DartMinHash: Fast Sketching for Weighted Sets
This work provides a faster algorithm for weighted minwise hashing, benefiting applications in similarity search and large-scale kernel machines, but it is incremental as it builds on existing techniques like BagMinHash.
The paper tackles the problem of fast weighted minwise hashing for similarity search and kernel machines, introducing DartMinHash which achieves expected time O(k log k + ||x||_0 log(||x||_1 + 1/||x||_1)) and shows 10x speedups in common use cases compared to prior methods.

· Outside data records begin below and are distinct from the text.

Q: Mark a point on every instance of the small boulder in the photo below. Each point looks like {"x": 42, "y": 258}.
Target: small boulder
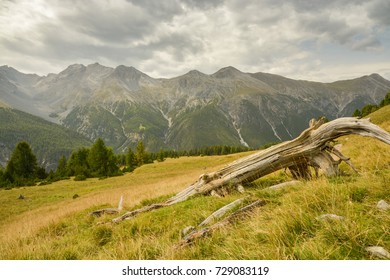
{"x": 186, "y": 230}
{"x": 378, "y": 251}
{"x": 383, "y": 205}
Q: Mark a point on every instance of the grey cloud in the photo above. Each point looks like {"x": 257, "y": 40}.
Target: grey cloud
{"x": 380, "y": 11}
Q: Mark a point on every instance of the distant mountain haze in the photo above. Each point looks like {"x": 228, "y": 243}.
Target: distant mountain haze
{"x": 122, "y": 105}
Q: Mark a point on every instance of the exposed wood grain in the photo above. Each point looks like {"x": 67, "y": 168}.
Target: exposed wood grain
{"x": 312, "y": 148}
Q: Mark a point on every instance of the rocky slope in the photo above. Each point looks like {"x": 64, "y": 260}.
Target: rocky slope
{"x": 123, "y": 105}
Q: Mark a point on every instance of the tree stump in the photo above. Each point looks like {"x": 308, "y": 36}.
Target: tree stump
{"x": 312, "y": 148}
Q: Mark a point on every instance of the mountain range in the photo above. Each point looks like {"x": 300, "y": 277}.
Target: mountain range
{"x": 122, "y": 106}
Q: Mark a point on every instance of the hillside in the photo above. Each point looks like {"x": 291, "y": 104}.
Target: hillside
{"x": 49, "y": 224}
{"x": 49, "y": 141}
{"x": 122, "y": 105}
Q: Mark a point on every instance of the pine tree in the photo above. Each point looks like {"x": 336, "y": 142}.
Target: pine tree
{"x": 23, "y": 163}
{"x": 62, "y": 171}
{"x": 142, "y": 157}
{"x": 131, "y": 161}
{"x": 98, "y": 158}
{"x": 101, "y": 160}
{"x": 23, "y": 166}
{"x": 78, "y": 164}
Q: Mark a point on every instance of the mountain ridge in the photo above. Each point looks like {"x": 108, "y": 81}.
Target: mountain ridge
{"x": 123, "y": 105}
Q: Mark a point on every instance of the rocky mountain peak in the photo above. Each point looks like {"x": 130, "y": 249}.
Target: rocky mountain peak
{"x": 227, "y": 72}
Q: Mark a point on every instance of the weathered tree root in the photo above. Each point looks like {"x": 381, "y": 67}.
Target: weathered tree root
{"x": 110, "y": 211}
{"x": 196, "y": 234}
{"x": 311, "y": 148}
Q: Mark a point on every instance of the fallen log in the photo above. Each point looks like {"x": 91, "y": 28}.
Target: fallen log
{"x": 221, "y": 211}
{"x": 312, "y": 148}
{"x": 196, "y": 234}
{"x": 110, "y": 211}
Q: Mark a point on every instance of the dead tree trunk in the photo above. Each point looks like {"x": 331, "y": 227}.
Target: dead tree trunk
{"x": 311, "y": 148}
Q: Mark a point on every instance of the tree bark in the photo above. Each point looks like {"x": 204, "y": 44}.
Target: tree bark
{"x": 311, "y": 148}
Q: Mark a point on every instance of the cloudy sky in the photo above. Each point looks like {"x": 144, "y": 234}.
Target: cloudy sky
{"x": 301, "y": 39}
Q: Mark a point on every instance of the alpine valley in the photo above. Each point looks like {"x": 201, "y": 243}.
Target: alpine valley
{"x": 60, "y": 112}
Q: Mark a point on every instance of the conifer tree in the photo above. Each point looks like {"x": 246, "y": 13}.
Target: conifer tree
{"x": 131, "y": 161}
{"x": 23, "y": 163}
{"x": 142, "y": 157}
{"x": 62, "y": 171}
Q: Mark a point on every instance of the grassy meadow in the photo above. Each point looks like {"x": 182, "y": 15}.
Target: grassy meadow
{"x": 51, "y": 224}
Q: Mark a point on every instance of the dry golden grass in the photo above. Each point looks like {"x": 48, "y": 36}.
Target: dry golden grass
{"x": 59, "y": 227}
{"x": 147, "y": 182}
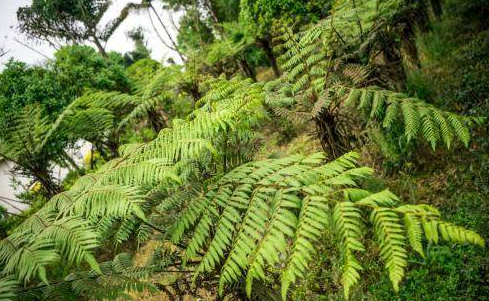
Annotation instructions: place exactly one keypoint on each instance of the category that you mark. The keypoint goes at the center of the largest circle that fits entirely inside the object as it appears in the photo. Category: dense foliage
(204, 167)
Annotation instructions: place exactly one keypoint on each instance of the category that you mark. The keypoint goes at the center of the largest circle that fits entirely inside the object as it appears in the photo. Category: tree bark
(265, 45)
(100, 48)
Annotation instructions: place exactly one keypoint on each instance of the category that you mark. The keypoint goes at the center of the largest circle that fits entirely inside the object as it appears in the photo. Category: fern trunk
(333, 141)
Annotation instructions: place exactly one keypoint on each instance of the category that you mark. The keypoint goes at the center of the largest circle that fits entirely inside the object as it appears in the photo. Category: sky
(9, 33)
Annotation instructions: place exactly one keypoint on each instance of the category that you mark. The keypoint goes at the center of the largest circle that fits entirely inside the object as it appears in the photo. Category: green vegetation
(304, 150)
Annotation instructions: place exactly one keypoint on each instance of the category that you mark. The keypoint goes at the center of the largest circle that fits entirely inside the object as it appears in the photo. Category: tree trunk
(47, 183)
(437, 8)
(250, 72)
(265, 45)
(332, 141)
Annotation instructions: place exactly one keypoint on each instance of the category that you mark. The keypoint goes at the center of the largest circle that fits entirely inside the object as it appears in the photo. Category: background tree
(140, 50)
(73, 20)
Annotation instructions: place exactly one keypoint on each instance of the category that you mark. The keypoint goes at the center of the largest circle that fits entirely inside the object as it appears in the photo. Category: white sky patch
(119, 42)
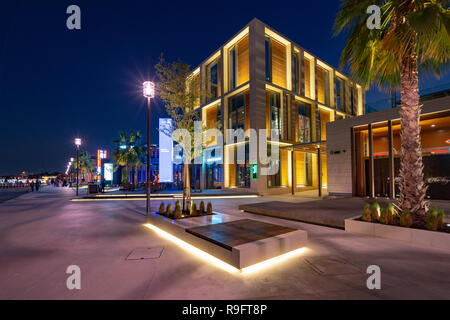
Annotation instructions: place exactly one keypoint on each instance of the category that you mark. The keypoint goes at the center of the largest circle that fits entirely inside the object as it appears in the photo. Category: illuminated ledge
(195, 233)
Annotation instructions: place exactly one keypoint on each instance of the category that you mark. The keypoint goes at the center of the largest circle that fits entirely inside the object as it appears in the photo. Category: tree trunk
(187, 183)
(184, 189)
(412, 186)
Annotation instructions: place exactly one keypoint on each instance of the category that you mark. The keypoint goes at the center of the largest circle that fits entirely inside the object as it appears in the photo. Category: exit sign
(254, 171)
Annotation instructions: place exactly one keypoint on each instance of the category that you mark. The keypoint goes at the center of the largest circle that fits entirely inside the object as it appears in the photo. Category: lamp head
(148, 89)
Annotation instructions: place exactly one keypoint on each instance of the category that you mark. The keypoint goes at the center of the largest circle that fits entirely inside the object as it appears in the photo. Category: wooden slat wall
(324, 118)
(247, 111)
(268, 113)
(197, 89)
(243, 60)
(300, 167)
(278, 64)
(324, 169)
(320, 93)
(219, 75)
(211, 122)
(307, 78)
(283, 168)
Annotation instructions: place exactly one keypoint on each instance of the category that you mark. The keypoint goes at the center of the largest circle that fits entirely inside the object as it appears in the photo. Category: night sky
(57, 84)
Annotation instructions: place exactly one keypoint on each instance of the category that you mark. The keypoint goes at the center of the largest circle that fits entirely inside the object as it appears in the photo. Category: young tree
(129, 152)
(180, 91)
(412, 34)
(87, 164)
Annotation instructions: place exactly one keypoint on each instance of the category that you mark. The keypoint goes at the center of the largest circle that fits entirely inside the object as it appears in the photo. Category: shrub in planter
(392, 211)
(435, 219)
(193, 209)
(209, 208)
(161, 208)
(367, 214)
(202, 207)
(441, 217)
(384, 216)
(406, 218)
(169, 210)
(376, 211)
(177, 209)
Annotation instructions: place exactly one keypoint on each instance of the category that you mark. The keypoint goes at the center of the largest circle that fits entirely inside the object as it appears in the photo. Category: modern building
(363, 153)
(260, 79)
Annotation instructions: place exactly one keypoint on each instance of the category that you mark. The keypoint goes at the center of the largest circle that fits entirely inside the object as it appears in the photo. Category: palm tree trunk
(187, 183)
(412, 186)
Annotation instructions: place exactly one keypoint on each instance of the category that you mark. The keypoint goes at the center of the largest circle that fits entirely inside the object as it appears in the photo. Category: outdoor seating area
(238, 242)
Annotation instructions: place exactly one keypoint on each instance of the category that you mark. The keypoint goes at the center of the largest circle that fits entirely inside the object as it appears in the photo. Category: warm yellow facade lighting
(260, 266)
(197, 252)
(273, 261)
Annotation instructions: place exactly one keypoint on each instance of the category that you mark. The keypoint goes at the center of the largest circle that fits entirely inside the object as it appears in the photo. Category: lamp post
(71, 172)
(78, 144)
(148, 92)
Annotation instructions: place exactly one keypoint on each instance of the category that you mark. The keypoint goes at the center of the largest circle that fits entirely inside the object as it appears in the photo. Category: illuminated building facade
(364, 152)
(260, 79)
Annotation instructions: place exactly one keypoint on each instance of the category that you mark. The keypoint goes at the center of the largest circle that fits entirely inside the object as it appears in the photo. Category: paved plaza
(41, 234)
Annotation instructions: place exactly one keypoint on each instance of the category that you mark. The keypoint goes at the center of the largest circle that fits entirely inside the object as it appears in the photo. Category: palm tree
(129, 153)
(87, 164)
(414, 34)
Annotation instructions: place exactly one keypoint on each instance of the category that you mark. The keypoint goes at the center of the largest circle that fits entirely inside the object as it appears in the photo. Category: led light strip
(158, 198)
(221, 264)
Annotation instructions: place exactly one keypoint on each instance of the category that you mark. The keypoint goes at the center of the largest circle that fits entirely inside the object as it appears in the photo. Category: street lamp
(148, 92)
(71, 173)
(78, 144)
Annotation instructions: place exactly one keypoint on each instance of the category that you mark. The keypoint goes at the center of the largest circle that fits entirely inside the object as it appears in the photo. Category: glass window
(237, 111)
(340, 94)
(268, 53)
(213, 85)
(304, 122)
(323, 86)
(307, 64)
(233, 66)
(296, 72)
(275, 111)
(275, 179)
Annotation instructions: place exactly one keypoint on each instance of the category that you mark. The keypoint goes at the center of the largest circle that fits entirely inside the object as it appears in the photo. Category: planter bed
(420, 237)
(236, 241)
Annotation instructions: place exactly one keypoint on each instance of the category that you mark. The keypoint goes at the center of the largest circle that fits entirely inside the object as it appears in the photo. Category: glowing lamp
(148, 89)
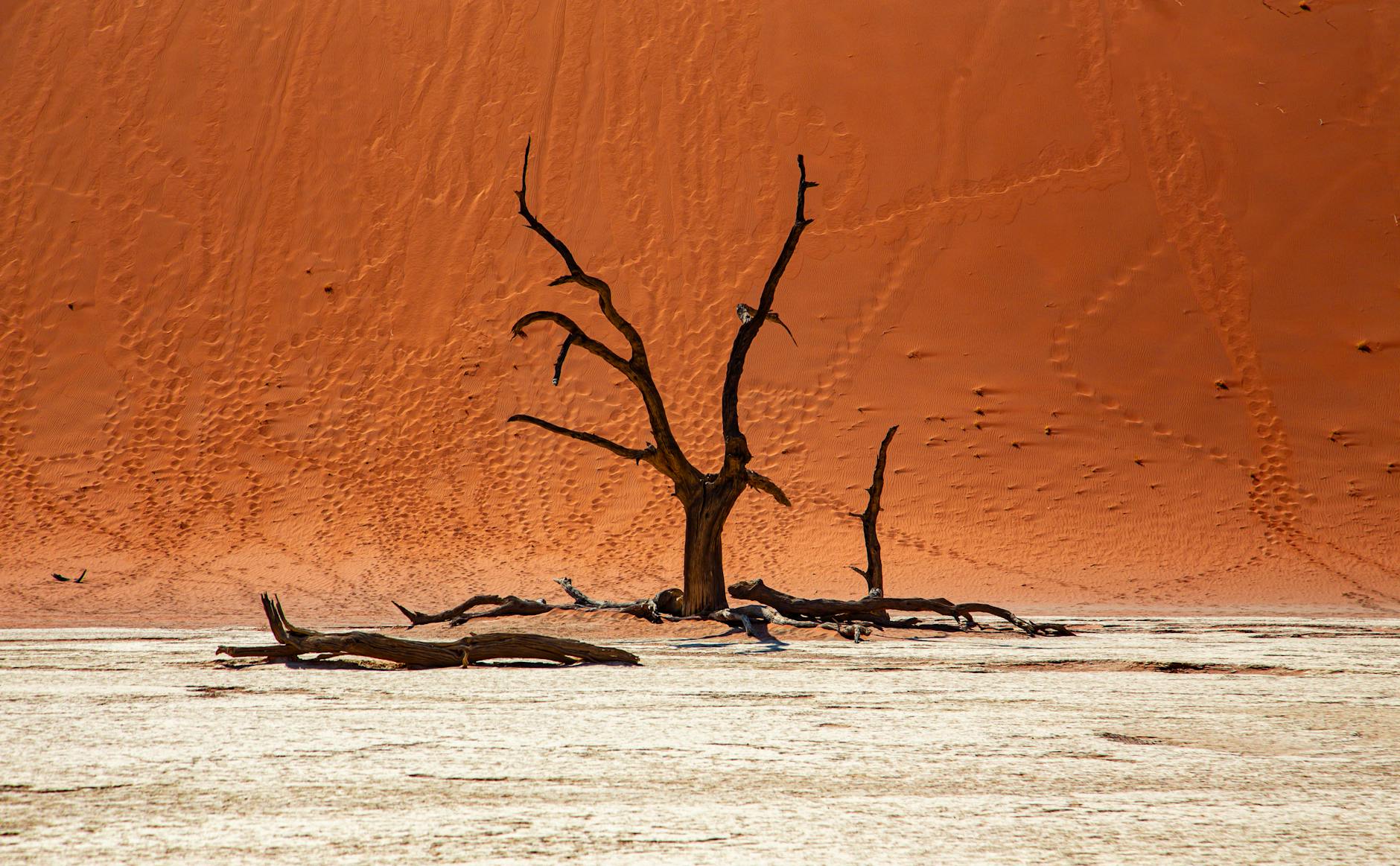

Weighted minwise hashing is a standard dimensionality reduction technique with applications to similarity search and large-scale kernel machines. We introduce a simple algorithm that takes a weighted set $x \in \mathbb{R}_{\geq 0}^{d}$ and computes $k$ independent minhashes in expected time $O(k \log k + \Vert x \Vert_{0}\log( \Vert x \Vert_1 + 1/\Vert x \Vert_1))$, improving upon the state-of-the-art BagMinHash algorithm (KDD '18) and representing the fastest weighted minhash algorithm for sparse data. Our experiments show running times that scale better with $k$ and $\Vert x \Vert_0$ compared to ICWS (ICDM '10) and BagMinhash, obtaining $10$x speedups in common use cases. Our approach also gives rise to a technique for computing fully independent locality-sensitive hash values for $(L, K)$-parameterized approximate near neighbor search under weighted Jaccard similarity in optimal expected time $O(LK + \Vert x \Vert_0)$, improving on prior work even in the case of unweighted sets.